Хотя восстания, о которых идет речь, носили, как правило, сугубо локальный характер, все вместе, вспыхивая одно за другим или одно подле другого, они стали превращаться в сильнейший пожар Сопротивления, разгоравшийся внутри только что созданного НГХ. Этот пожар представлял собой серьезную угрозу существованию усташского режима как одного из важнейших звеньев оккупационной системы, установленной захватившими и разделившими Югославию державами «оси». Возникшие многочисленные местные зоны большей или меньшей повстанческой активности постепенно образовывали общую цепь такого рода территорий и заняли уже в середине лета 1941 г. весьма обширные пространства главным образом в южной, юго-восточной и западной частях НГХ.
В югославской и постюгославской историографии с ее различным изображением этих восстаний давались, соответственно, и неодинаковые оценки их политического характера на начальном этапе, того, какие силы играли основную организующую роль. Но вместе с тем и в коммунистическую, и в посткоммунистическую эпоху немалая часть авторов, в том числе из тех, на чьи работы мы сослались выше, склонна придерживаться мнения, что упомянутые восстания, тем более на первых порах, не были особенно подготовлены и серьезно организованы. А начинались скорее как стихийные или полу-стихийные выступления. Их внутренняя организация и структура в большей мере складывались уже в ходе самой борьбы. Постепенно отдельные участники стали выделяться в качестве неких более авторитетных фигур с функциями своего рода командиров. Но нередко их прерогативы оказывались довольно ограничены, и повстанческая масса подчинялась им до известной степени условно.

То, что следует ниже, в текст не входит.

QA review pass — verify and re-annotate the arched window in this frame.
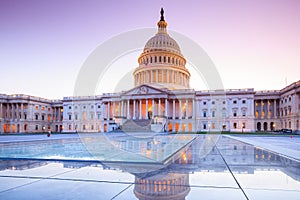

В той же историографии имеет значительное хождение, хотя не является единственной, оценка, согласно которой при возникновении восстаний и в первые месяцы их развития не было в них и особого политико-организующего начала, заметного влияния тех или иных политических сил, идеологических течений. Распространен, особенно в постюгос-лавской сербской исторической литературе, взгляд, что для повстанцев господствовавшими, определявшими все помыслы и действия были цель собственной сербско-этнической самозащиты и сопутствовавшее ей негодование по поводу варварского усташского террора, преступного поведения властей НГХ, развязавших этот террор, и бесчеловечности его исполнителей из числа хорватов и мусульман. И все исследователи сходятся на том, что чрезвычайно важным фактором, стимулировавшим решимость и боевой дух масс, вступивших на путь Сопротивления, явились известия, что Советский Союз, подвергшись 22 июня 1941 г. гитлеровской агрессии, стал участником войны против нацистской Германии и ее европейских сообщников по «оси». Повстанцам и тому сербскому сельскому населению Боснии и Герцеговины и Хорватии, к которому они принадлежали, советская мощь представлялась столь огромной, что от нее ожидали быстрого сокрушения «оси» и помощи в избавлении от кровавой усташской напасти. Но, как неоднократно отмечалось в историографии, подобное настроение по большей части не было выражением левых устремлений, политической ориентации на советский режим. За исключением некоторого числа коммунистических активистов, ставших участниками этих восстаний, СССР воспринимался основной повстанческой массой скорее не как большевистское государство, а как традиционная «матушка Россия», на которую в час тяжелых испытаний смотрели как на покровительницу и защитницу православных сербов.
Главным образом лишь позднее, во второй половине, а преимущественно к концу 1941 г. и особенно с начала 1942 г., сербское повстанческое движение в упомянутых выше областях НГХ, то ослаблявшееся обрушенными на него карательными ударами, то разгоравшееся вновь, постепенно становится объектом воздействия и ареной взаимного столкновения разных организованных антиоккупационных военно-политических сил.
К тому времени такие силы оформились и уже активно проявили себя в других частях территории оккупированной и разделенной Югославии, где со второй половины лета -осенью 1941 г. стала также развертываться антиоккупационная борьба: отчасти в Словении, более интенсивно в Черногории и особенно в Сербии. Она в ряде случаев приняла более значительный размах и интенсивный характер, чем сербские восстания в НГХ. И, в отличие от них, с самого начала содержала в себе, наряду с теми или иными проявлениями стихийности, существенные элементы организованности. Это было следствием целенаправленных усилий двух возникших военно-политических движений, каждое из которых выступило с претензией на то, чтобы играть роль центра антиоккупационных устремлений. Одним из них являлось движение под руководством полковника Драго-люба (Дражи) Михайловича. Оно получило в обиходе название четнического или равногорского. Другое движение было сформировано под руководством КПЮ и стало именовать себя народно-освободительным.